Loreto – Lenzuola bianche alle finestre del centro per dire No all’antenna!

La mobilitazione del comitato di protesta cittadino spiegata dal prof. Raffi

Loreto – Il comitato dei cittadini per la tutela dei beni culturali ed ambientali di Loreto continua la sua battaglia contro l’installazione dell’antenna in pieno centro. Ultima ed evidente iniziativa, l’esposizione di lenzuola bianche con la scritta: ‘No all’Antenna’, fuori dalle finestre che affacciano lungo le vie del centro storico.

L'esplicito invito dei cittadini loretani a desistere dall'installazione di un'antenna ripetitore
L’esplicito invito dei cittadini loretani a desistere dall’installazione di un’antenna ripetitore in pieno centro storico

Un gesto di protesta eclatante, visibile a tutti, che segue le tante parole spese, le denunce di pericolo, gli inviti al sindaco a desistere. Un sindaco forse troppo morbido nell’affrontare la questione antenna, questo, almeno, il parere dei cittadini che si aspettavano un gesto risolutore che non è arrivato.

Da qui la nascita del comitato, e delle proteste, culminate stamattina con l’esposizione delle lenzuola. Un comitato che vede aumentare ogni giorno il numero degli aderenti, segno inequivocabile che quel ripetitore in centro non lo vuole proprio nessuno. Ne abbiamo parlato con il professore Franco Raffi, presidente del comitato stesso.

Presidente, lo scopo primario del comitato?
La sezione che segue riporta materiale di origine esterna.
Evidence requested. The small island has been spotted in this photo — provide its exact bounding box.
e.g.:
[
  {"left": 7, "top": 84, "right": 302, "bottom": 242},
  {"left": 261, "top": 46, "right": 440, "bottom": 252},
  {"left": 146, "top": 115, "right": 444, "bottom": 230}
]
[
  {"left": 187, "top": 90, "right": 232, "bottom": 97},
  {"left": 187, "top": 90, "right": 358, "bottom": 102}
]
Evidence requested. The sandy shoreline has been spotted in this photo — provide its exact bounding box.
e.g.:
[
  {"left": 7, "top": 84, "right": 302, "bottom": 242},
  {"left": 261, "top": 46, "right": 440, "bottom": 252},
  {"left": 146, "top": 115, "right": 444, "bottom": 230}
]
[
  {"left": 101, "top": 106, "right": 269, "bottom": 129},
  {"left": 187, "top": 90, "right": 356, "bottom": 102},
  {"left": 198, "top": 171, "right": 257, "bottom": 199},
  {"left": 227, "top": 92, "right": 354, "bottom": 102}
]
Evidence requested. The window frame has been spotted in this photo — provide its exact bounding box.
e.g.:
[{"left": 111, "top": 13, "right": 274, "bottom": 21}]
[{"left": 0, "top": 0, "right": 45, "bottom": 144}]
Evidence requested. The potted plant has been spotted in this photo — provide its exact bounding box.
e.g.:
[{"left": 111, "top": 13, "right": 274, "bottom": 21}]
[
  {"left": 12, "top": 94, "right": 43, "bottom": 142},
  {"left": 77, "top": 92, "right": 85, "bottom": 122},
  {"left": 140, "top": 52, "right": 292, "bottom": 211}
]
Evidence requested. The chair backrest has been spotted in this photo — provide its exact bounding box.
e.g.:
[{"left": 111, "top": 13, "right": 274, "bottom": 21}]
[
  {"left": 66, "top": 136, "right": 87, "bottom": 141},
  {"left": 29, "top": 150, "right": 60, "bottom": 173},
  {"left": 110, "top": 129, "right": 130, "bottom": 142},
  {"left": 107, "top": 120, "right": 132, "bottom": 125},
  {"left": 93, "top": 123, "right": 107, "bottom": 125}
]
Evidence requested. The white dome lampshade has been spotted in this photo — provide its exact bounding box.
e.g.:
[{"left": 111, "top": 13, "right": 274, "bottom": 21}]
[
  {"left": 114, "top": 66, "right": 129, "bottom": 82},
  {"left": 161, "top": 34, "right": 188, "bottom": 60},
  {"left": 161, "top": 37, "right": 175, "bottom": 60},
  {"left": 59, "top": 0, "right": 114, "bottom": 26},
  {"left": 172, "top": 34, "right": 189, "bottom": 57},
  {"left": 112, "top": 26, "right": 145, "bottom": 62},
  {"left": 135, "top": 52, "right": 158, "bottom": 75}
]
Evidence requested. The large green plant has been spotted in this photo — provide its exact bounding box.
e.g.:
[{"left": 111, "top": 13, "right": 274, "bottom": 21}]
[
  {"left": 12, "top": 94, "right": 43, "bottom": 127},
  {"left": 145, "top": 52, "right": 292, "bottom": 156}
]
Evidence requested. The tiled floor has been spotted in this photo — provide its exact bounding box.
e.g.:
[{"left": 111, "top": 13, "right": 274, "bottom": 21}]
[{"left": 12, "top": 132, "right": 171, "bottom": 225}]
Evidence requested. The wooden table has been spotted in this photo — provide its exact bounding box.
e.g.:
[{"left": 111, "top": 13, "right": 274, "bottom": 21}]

«Nasce per  garantire e preservare il territorio lauretano sia a livello ambientale che paesaggistico, ma  soprattutto vuole salvaguardare la salute dei cittadini residenti a Loreto e di tutti i turisti che visitano ogni anno la nostra città. Vorrei ricordare che il comitato è aperto a tutti ed è composto da semplici cittadini ed è apartitico».

Franco Raffi, presidente del comitato di protesta
Franco Raffi, presidente del comitato di cittadini che protesta contro l’installazione dell’antenna

Ci fa il punto sull’installazione dell’antenna?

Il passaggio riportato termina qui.